The park is small but varied with spectacular landscapes in three distinct areas. In the west, the Meru Crater funnels the Jekukumia River; the peak of Mount Meru lies on its rim. Ngurdoto Crater in the south-east is grassland. The shallow alkaline Momella Lakes in the north-east have varying algal colours and are known for their wading birds.
Mount Meru is the second highest peak in Tanzania after Mount Kilimanjaro, which is just 60 km away and forms a backdrop to views from the park to the east. Arusha National Park lies on a 300-kilometre axis of Africa's most famous national parks, running from Serengeti and Ngorongoro Crater in the west to Kilimanjaro National Park in the east.

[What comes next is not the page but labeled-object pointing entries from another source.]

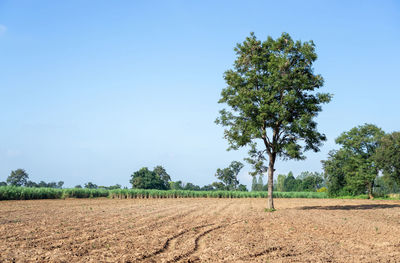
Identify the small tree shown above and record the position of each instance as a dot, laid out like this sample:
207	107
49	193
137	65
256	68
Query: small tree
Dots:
146	179
271	93
254	184
280	183
353	167
18	178
229	175
91	185
160	171
387	156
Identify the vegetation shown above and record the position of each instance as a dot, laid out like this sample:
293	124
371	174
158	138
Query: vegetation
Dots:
272	100
147	179
387	157
26	193
228	176
18	178
352	169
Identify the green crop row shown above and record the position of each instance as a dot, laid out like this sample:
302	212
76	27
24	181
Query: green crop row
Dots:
27	193
140	193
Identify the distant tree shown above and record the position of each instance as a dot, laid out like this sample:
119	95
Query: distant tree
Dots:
280	183
91	185
42	184
219	186
260	183
160	171
228	175
387	156
176	185
192	187
335	172
208	187
18	178
112	187
310	181
353	167
290	184
254	184
146	179
271	92
242	188
31	184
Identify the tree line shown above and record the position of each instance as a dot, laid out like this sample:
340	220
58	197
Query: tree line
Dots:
367	162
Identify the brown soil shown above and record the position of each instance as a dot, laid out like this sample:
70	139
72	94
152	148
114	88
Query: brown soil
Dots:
206	230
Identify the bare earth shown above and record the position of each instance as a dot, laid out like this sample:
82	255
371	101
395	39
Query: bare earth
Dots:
206	230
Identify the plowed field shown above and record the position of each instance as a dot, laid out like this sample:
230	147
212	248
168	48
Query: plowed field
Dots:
204	230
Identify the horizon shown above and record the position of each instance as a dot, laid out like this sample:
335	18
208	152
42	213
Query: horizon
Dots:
93	91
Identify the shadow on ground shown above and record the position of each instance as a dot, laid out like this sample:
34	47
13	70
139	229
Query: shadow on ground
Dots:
350	207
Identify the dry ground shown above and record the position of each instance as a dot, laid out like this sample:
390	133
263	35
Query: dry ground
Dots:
206	230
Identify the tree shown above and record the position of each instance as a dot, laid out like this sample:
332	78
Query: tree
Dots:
310	181
218	186
260	183
387	156
146	179
31	184
360	143
290	184
191	187
91	185
254	184
18	178
208	187
271	92
352	169
160	171
242	188
280	183
176	185
334	172
229	175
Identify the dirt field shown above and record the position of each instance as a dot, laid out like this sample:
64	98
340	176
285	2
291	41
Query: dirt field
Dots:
206	230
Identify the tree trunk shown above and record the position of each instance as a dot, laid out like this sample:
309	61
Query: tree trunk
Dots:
271	181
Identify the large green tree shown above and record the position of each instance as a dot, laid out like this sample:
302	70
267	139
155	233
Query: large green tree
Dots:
18	177
387	156
272	100
147	179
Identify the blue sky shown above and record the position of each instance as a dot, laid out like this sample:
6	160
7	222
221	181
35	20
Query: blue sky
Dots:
95	90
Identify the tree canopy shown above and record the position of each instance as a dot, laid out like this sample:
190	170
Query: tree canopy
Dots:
228	176
272	99
352	169
387	156
147	179
18	177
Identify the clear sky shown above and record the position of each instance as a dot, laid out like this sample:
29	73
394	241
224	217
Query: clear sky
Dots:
95	90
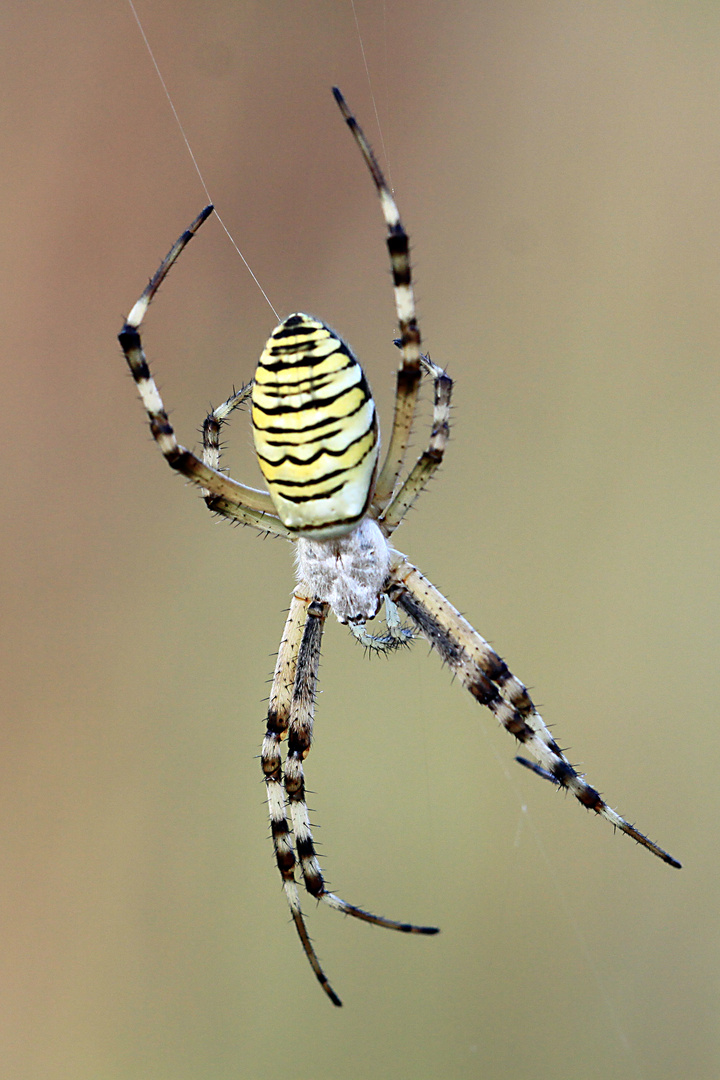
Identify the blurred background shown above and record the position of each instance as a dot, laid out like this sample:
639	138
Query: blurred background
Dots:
558	169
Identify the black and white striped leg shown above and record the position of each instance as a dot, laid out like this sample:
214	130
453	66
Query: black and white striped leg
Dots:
279	714
431	459
409	373
488	678
250	505
299	741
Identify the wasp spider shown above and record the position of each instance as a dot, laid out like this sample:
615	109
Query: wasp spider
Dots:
315	432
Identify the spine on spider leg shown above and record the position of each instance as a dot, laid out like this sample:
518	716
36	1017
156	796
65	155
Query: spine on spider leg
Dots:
490	682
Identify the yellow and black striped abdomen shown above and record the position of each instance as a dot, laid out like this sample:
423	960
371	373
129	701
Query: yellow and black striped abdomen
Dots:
314	427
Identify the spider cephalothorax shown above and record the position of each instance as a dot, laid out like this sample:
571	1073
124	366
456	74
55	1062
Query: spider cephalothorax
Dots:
316	437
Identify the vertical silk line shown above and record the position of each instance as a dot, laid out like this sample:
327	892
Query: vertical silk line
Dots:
372	97
192	157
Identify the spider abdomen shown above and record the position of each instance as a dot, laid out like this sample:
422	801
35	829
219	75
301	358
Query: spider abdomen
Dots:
315	428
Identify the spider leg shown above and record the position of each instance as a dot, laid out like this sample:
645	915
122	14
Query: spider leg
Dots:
252	505
300	729
214	421
212	447
409	373
430	459
279	713
486	675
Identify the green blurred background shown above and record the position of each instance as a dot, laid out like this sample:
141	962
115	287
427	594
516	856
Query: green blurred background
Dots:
558	169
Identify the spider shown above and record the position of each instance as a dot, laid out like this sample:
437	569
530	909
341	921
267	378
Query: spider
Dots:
315	433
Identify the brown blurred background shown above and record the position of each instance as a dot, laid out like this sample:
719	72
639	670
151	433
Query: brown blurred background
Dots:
558	169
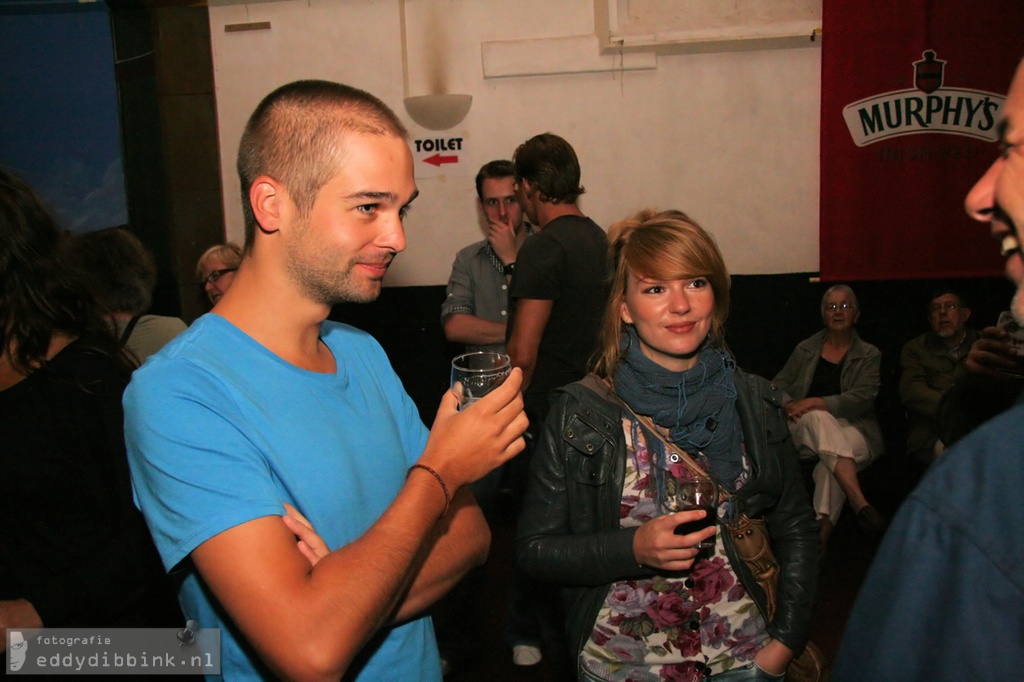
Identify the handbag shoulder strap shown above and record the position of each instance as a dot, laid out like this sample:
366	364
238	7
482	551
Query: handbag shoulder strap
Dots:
690	463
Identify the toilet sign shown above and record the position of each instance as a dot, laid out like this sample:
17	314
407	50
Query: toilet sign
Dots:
438	156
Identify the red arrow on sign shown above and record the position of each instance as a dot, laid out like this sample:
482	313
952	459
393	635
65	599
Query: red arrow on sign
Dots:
437	160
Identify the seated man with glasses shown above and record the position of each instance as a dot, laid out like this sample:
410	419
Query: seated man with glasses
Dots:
931	364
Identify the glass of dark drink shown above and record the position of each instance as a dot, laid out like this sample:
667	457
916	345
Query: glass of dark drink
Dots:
475	375
699	493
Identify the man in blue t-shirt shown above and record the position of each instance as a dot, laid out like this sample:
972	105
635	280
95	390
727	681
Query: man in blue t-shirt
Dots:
944	598
283	470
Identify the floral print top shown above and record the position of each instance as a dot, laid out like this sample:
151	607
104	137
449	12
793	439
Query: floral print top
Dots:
678	627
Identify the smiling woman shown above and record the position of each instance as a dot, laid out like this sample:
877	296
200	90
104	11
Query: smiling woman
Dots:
666	407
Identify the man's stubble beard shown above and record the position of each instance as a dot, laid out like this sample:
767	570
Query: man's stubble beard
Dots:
328	283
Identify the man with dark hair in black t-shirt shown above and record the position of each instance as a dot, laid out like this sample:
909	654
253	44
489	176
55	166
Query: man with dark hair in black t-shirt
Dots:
559	285
557	298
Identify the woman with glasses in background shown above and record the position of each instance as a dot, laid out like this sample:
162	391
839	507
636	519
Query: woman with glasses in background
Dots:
830	382
216	267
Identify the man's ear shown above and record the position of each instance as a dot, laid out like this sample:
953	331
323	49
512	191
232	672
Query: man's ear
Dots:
269	202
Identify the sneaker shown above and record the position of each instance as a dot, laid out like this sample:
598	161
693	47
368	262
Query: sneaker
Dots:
524	654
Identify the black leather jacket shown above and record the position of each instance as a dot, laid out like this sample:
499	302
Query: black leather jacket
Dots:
569	533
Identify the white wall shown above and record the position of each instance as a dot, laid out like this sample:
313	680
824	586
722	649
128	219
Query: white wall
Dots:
731	137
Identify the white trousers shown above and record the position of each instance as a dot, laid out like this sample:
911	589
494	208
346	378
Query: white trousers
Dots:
819	434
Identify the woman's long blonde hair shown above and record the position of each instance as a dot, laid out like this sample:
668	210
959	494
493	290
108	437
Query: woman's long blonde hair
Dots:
663	245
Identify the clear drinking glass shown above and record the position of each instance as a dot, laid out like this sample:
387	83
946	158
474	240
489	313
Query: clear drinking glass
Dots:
697	494
475	375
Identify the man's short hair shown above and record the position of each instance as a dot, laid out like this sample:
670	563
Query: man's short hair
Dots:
296	136
551	166
493	170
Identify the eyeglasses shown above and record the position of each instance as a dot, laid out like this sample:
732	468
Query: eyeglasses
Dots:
215	275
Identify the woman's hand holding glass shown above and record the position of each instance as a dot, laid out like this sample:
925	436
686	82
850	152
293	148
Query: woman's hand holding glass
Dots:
655	544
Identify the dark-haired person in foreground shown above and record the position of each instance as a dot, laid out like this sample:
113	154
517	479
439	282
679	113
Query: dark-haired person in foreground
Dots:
944	598
121	275
262	403
74	549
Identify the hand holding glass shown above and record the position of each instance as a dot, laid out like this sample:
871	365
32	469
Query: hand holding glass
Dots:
475	375
697	494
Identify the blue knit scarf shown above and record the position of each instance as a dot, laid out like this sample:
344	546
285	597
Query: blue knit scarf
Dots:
696	406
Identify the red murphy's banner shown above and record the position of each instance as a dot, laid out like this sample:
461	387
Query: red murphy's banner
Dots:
911	93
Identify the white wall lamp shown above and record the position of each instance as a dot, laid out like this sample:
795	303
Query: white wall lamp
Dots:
434	112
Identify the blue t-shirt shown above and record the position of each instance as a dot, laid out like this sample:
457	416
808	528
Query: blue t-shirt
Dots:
221	431
944	597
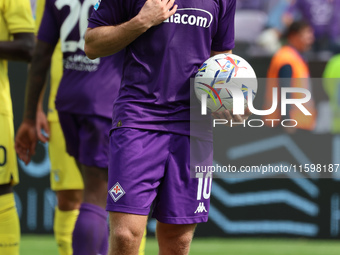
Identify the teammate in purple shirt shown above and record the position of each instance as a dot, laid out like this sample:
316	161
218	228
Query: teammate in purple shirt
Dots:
84	103
150	139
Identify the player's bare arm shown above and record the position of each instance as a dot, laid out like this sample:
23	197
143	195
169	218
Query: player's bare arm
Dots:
20	49
26	137
107	40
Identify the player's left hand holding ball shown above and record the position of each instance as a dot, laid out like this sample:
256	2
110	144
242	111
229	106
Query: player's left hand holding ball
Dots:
26	140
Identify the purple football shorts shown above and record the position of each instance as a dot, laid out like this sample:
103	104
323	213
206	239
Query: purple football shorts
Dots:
87	138
153	168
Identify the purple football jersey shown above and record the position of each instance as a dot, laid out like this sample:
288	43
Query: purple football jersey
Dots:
87	86
155	90
318	13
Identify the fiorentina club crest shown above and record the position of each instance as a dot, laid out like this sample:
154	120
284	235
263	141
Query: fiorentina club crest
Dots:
116	192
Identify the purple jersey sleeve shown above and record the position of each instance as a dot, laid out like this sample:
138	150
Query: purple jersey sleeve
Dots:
225	35
107	13
49	29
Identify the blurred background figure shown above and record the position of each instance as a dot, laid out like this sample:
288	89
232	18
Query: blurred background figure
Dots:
322	16
16	43
65	177
265	18
288	68
331	83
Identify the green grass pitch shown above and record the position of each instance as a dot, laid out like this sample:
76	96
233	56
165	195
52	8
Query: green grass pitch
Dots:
44	244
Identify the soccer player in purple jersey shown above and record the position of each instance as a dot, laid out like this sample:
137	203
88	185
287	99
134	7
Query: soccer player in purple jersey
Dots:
84	103
150	139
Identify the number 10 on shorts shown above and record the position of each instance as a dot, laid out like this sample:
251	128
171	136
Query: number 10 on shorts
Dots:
204	189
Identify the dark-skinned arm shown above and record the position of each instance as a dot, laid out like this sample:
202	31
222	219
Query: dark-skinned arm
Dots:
19	49
26	138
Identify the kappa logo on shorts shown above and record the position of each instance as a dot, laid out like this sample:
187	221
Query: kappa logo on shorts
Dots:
200	208
116	192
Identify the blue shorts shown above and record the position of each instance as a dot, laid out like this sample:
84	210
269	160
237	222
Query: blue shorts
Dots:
153	168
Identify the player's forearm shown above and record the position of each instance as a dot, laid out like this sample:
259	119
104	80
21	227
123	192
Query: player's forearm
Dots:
36	78
20	49
108	40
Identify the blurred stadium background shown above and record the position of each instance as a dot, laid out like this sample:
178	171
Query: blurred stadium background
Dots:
248	216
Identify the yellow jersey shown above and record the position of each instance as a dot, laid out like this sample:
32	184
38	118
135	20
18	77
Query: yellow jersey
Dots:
56	66
15	17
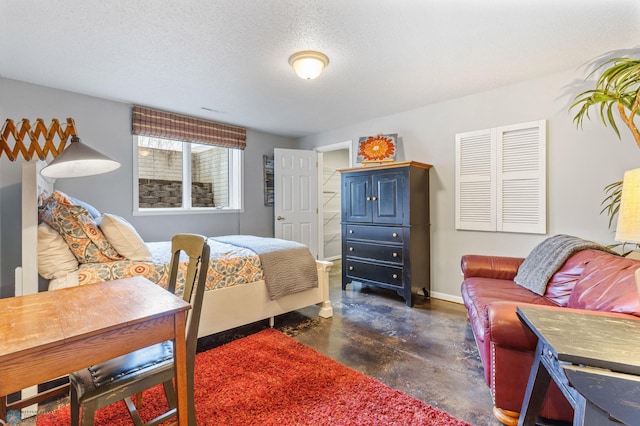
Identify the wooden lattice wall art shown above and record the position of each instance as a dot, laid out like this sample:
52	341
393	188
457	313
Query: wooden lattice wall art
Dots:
24	132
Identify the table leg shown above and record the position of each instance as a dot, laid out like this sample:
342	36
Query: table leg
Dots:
537	386
180	364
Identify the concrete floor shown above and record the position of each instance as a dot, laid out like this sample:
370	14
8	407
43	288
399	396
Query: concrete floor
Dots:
426	351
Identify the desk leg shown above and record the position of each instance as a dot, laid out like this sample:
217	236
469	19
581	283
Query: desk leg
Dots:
180	363
537	386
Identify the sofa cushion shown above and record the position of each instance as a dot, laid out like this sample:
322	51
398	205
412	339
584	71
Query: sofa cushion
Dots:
478	292
607	284
562	282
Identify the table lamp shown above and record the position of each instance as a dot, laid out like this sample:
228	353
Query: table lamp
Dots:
628	228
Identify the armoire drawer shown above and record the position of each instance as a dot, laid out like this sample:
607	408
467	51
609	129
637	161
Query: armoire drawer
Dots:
389	234
382	252
374	272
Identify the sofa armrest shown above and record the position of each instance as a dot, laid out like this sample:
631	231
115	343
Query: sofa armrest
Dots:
504	328
499	267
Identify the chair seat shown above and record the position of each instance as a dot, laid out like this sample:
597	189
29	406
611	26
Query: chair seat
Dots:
96	379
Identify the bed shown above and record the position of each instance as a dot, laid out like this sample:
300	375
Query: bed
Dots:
78	245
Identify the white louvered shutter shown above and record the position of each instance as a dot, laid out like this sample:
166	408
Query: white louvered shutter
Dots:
475	181
521	177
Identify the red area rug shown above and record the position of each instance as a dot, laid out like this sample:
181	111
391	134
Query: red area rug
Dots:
269	378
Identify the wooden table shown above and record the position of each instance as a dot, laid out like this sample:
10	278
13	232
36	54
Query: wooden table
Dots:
577	350
51	334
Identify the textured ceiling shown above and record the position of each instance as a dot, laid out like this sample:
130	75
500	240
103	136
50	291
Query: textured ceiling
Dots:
227	59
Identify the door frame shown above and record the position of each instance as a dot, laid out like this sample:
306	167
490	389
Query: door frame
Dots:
348	144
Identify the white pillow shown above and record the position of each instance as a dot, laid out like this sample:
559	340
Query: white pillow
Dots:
55	260
124	238
70	280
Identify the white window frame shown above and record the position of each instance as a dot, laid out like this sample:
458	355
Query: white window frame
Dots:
501	179
236	186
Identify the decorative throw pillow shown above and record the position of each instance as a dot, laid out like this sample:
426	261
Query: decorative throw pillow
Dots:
80	231
124	238
95	213
51	203
55	260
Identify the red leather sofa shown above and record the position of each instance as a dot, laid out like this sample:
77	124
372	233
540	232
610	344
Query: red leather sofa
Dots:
593	280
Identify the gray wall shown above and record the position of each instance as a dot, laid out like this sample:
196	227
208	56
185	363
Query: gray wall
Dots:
580	163
105	125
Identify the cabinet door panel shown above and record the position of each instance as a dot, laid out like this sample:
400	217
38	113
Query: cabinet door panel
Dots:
356	199
387	196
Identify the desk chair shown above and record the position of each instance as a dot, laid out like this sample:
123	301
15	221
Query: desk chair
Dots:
120	378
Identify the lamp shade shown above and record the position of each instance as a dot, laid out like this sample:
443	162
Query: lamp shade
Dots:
308	64
628	228
79	160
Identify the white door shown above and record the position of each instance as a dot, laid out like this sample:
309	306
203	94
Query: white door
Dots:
296	197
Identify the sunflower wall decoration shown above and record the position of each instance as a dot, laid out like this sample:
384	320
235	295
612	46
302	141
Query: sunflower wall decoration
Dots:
377	149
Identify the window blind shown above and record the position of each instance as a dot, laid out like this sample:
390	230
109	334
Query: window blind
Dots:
155	123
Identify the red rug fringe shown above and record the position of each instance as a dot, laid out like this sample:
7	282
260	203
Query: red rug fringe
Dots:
269	378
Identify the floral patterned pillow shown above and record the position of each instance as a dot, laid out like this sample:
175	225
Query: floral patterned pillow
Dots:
81	233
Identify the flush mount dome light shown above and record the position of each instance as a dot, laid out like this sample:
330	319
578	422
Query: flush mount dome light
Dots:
308	64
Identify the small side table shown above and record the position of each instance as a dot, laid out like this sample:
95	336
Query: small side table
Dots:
594	360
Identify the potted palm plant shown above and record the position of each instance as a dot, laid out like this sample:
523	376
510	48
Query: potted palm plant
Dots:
616	93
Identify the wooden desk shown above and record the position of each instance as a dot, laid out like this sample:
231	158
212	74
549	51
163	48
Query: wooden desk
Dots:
580	346
54	333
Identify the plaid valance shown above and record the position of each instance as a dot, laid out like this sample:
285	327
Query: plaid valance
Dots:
162	124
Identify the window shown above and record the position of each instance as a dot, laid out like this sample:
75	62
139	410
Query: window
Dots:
184	163
183	176
501	179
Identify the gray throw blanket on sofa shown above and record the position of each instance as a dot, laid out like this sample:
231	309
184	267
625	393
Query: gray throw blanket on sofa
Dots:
288	266
547	258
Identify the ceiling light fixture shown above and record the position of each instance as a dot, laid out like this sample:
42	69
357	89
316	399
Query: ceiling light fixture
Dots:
308	64
79	160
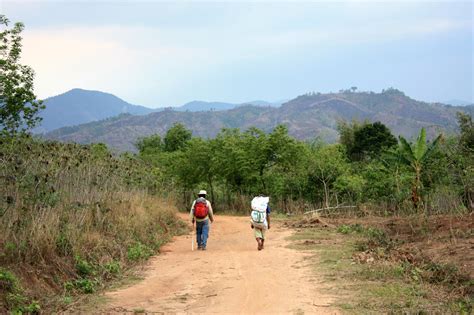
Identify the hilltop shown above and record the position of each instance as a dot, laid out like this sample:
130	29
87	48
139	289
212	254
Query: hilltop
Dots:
307	116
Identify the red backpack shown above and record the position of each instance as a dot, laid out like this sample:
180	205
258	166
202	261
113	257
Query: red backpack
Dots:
200	208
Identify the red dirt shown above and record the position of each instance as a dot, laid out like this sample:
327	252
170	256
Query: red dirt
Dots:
230	277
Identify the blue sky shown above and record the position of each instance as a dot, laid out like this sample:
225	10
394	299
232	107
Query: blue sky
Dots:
158	53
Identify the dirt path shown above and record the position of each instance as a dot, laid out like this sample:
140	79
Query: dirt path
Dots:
230	277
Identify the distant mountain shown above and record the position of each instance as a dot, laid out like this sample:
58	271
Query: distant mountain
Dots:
199	106
307	116
79	106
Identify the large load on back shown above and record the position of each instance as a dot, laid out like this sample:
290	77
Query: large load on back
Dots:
259	211
201	210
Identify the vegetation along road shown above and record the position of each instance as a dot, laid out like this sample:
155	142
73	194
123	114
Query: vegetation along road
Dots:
231	276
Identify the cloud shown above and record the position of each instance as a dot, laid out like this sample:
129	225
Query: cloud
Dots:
134	60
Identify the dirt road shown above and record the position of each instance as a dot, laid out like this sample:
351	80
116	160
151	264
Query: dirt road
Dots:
230	277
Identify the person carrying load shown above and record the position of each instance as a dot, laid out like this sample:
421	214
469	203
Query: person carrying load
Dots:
201	212
260	218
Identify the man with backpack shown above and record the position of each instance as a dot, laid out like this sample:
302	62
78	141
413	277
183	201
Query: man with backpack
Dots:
260	218
201	212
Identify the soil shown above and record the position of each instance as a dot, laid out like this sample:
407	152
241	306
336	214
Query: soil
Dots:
231	276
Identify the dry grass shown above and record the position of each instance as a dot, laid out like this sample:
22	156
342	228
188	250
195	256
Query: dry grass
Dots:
71	218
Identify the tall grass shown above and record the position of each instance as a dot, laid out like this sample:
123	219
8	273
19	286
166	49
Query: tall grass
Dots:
72	216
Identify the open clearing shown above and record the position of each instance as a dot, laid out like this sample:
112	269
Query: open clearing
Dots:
230	277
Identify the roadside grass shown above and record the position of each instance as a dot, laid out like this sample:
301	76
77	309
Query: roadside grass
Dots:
366	282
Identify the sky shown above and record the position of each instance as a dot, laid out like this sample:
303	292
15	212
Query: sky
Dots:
164	53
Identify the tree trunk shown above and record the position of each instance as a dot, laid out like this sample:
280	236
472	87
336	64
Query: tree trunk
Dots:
326	194
415	195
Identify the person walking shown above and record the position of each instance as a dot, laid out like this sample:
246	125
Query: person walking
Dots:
260	218
201	213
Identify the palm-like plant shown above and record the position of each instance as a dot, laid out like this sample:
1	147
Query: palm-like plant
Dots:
415	156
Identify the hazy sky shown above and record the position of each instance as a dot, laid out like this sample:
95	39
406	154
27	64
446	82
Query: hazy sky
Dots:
157	53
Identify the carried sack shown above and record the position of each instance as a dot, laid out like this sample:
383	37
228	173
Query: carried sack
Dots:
260	203
201	210
259	211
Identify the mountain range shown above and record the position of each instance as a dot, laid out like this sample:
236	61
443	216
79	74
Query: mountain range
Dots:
79	106
307	116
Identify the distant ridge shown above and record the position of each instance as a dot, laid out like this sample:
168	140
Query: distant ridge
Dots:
307	116
79	106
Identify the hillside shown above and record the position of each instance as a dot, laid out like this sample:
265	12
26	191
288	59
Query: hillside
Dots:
79	106
307	116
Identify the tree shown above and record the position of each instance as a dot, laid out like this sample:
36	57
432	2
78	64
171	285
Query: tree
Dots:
18	103
370	140
176	138
467	131
416	156
326	164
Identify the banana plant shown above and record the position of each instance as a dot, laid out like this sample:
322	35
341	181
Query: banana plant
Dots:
415	156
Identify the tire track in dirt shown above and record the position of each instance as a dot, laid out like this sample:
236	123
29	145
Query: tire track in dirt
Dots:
231	276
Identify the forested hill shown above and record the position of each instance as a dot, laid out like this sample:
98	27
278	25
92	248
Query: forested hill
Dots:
307	116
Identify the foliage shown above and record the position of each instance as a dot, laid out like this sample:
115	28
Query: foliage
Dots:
176	138
18	103
77	209
416	156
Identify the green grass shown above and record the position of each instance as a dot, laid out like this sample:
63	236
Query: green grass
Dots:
369	288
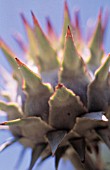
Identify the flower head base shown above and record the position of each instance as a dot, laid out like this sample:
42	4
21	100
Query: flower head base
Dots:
64	111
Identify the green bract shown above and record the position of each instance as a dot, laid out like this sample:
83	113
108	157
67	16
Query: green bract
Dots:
63	110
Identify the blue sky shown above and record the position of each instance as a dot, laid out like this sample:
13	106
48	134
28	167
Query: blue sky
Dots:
10	23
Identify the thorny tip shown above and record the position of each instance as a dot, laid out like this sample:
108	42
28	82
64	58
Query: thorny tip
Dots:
68	33
34	19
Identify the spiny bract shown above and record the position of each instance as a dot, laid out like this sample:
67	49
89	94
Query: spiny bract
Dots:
63	108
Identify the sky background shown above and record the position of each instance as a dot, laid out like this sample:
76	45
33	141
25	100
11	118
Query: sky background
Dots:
10	23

Arusha National Park has a rich variety of wildlife, but visitors shouldn't expect the same game-viewing experience they find in other national parks of Tanzania's northern circuit. Despite the small size of the park, common animals include giraffe, buffalo, zebra, warthog, the black-and-white colobus monkey, the blue monkey, flamingos and more. African elephants and leopards are present, but rarely seen. There are no lions in the park. Birdlife in the forest is prolific, with many forest species more easily seen here than elsewhere on the tourist route - Narina Trogon and Bar-tailed Trogon are both possible highlights for visiting birders, whilst the range of starling species provide somewhat less gaudy interest.